Para o relator, as políticas de ações afirmativas
da UnB resultam num ambiente acadêmico plural e diversificado e servem para
superar distorções sociais historicamente consolidadas. "O reduzido número
de negros e pardos que exercem cargos ou funções de relevo em nossa sociedade,
seja na esfera pública, seja na privada, resulta da discriminação histórica que
as sucessivas gerações de pessoas pertencentes a esses grupos têm sofrido,
ainda que na maior parte das vezes de forma camuflada ou implícita. Os
programas de ação afirmativa em sociedades em que isso ocorre, entre as quais a
nossa, são uma forma de compensar essa discriminação, culturalmente arraigada,
não raro praticada de forma inconsciente e à sombra de um Estado
complacente", ressaltou o relator.
Ministro Luiz Fux vota pela constitucionalidade das
cotas raciais da UnB
Segundo ministro a se pronunciar
no julgamento da Arguição de Descumprimento de Preceito Fundamental (ADPF) 186,
em julgamento iniciado ontem no Plenário do Supremo Tribunal Federal (STF), na
qual o partido Democratas (DEM) questiona a instituição de cotas raciais pela
Universidade de Brasília (UnB), o ministro Luiz Fux acompanhou o voto do
relator, ministro Ricardo Lewandowski, votando pela total improcedência da ação
e pela constitucionalidade das cotas.
Fundamentado no artigo 3º, inciso I, da
Constituição Federal (CF), que preconiza, entre os objetivos fundamentais da
República Federativa do Brasil, a construção de uma sociedade livre, justa e
solidária, o ministro sustentou que a CF impõe, com esse artigo, uma reparação
de danos pretéritos do país em relação aos negros.
Além disso, para ele, a instituição de cotas
raciais dá cumprimento ao artigo 208, inciso V, da CF, que atribui ao Estado o
dever com a educação, assegurando "acesso aos níveis mais elevados do
ensino, da pesquisa e da criação artística, segundo a capacidade de cada
um".
Ações afirmativas
Citando diversos pronunciamentos feitos ao longo da
tarde de ontem, quando teve início o julgamento da ADPF, o ministro Luiz Fux
endossou o argumento de que não bastava meramente abolir a escravatura e deixar
o negro sujeito a sua própria sorte.
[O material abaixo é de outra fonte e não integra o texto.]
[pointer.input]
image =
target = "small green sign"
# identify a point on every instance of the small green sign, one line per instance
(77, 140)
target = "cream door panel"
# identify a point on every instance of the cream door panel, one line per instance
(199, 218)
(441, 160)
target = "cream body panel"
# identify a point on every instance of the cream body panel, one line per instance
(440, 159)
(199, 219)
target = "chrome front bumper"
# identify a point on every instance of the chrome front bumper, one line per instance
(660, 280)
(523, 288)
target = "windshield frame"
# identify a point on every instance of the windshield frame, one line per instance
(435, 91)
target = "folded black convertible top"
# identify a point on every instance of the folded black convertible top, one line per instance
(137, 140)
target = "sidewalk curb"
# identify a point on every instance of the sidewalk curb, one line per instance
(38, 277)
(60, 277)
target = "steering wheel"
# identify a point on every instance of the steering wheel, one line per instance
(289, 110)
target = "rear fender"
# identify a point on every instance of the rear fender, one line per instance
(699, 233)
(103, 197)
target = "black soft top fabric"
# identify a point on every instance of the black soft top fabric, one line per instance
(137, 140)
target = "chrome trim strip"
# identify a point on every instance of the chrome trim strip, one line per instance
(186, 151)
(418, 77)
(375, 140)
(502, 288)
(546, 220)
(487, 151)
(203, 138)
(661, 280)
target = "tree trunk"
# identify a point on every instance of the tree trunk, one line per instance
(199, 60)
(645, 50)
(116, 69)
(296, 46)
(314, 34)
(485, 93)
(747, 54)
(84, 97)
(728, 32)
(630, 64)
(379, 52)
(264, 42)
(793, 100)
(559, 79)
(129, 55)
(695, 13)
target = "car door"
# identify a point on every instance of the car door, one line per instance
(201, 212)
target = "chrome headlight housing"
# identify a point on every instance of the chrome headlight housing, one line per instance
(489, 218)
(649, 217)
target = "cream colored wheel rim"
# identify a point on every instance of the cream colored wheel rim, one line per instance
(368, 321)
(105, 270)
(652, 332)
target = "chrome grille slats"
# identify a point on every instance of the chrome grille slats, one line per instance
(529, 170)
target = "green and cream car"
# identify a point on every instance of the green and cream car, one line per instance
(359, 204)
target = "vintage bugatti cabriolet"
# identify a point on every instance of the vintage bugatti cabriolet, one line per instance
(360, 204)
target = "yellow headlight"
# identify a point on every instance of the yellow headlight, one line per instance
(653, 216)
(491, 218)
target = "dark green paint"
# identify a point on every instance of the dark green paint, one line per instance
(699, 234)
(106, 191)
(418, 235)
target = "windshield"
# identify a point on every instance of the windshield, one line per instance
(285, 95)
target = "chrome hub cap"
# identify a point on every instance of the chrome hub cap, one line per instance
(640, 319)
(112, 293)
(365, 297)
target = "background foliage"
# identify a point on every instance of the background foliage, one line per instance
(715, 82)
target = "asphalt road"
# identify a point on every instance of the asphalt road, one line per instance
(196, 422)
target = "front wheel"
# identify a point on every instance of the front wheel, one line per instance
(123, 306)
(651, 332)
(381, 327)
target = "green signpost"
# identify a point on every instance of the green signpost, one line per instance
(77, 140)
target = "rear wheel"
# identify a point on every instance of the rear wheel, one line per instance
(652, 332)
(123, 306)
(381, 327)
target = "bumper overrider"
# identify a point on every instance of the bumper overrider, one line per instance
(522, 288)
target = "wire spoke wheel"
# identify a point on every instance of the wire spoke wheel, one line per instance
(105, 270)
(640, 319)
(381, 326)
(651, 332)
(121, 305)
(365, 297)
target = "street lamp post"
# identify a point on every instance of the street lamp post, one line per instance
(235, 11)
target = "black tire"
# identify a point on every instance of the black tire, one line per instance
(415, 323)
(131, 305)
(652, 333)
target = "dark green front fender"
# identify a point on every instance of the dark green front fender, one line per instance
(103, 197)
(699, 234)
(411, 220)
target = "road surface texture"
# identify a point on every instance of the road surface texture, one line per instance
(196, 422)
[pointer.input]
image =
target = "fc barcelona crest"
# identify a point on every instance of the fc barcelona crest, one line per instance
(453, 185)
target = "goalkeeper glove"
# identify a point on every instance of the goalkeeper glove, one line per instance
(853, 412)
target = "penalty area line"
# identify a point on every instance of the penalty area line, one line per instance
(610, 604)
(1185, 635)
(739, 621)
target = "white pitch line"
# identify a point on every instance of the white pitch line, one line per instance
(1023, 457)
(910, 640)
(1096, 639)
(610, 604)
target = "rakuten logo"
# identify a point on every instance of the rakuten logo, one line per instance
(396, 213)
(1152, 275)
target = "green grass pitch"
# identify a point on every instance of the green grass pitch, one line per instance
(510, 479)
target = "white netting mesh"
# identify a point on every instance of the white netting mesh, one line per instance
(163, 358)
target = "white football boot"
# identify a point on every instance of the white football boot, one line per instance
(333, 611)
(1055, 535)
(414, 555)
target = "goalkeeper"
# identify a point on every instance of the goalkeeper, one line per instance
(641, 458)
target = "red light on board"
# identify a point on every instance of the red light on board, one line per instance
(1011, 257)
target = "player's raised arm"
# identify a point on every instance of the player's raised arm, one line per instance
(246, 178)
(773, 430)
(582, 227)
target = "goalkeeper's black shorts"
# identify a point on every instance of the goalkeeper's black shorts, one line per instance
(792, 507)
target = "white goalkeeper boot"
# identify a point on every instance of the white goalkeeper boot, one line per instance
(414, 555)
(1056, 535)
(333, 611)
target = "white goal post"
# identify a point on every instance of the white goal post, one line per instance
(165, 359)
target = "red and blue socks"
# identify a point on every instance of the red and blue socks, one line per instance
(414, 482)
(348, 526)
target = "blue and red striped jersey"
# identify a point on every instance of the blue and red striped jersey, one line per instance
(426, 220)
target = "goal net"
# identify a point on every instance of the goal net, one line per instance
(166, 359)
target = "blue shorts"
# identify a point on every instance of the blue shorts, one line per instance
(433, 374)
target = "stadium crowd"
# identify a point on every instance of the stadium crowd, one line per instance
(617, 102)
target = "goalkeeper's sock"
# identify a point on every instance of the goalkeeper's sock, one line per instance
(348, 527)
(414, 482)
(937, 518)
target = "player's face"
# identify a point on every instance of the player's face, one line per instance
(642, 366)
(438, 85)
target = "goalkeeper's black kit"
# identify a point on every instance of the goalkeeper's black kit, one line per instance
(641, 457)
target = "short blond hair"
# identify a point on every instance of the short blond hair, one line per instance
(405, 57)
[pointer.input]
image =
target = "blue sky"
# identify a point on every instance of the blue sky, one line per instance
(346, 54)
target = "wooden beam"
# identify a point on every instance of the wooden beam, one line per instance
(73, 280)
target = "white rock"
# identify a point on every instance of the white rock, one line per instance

Era preciso que se realizassem ações
afirmativas, dando ao negro também igualdade material em relação à população
branca, dentro do princípio jurídico de que é preciso tratar desigualmente os
desiguais. E neste princípio se encaixa, segundo ele, a instituição das cotas
raciais.
O ministro disse, nesse contexto, que a pioneira na
instituição de tais cotas raciais no país foi a Universidade Estadual do Rio de
Janeiro (UERJ), da qual foi professor e com a qual até hoje mantém vínculos.
Mencionou, a propósito, carta que recebeu do diretório dos estudantes daquela
instituição, manifestando sua confiança no sentido de que o STF julgará
constitucional a criação de tais cotas.
Ele se baseou, também, em diversos julgamentos da
Suprema Corte dos Estados Unidos, que considerou constitucionais ações
afirmativas em favor dos afrodescedentes, tais como cotas nos estabelecimentos
de ensino. Segundo a corte americana, uma discriminação benigna, que favoreça o
negro, é constitucional e merece o crivo de constitucionalidade.
Legislação
Ele disse também que, se até passado recente, um
vácuo na institucionalização de tal "discriminação benigna", o Brasil
vem, sucessivamente, criando legislação também nesse sentido. Citou, entre
outros diplomas legais, a Lei 9.394/1996 (Lei das Diretrizes e Base da Educação
Nacional), que preconiza o dever do Estado com a educação, inspirada nos
princípios da liberdade e nos ideais de solidariedade humana"; e a Lei
10.172/2001 (Plano Nacional de Educação); a Lei 10.558/2002, que criou o
Programa Diversidade na Universidade, no âmbito do Ministério da Educação, com
a finalidade de implementar e avaliar estratégias para a promoção do acesso ao
ensino superior de pessoas pertencentes a grupos socialmente desfavorecidos,
especialmente dos afrodescendentes e dos indígenas brasileiros.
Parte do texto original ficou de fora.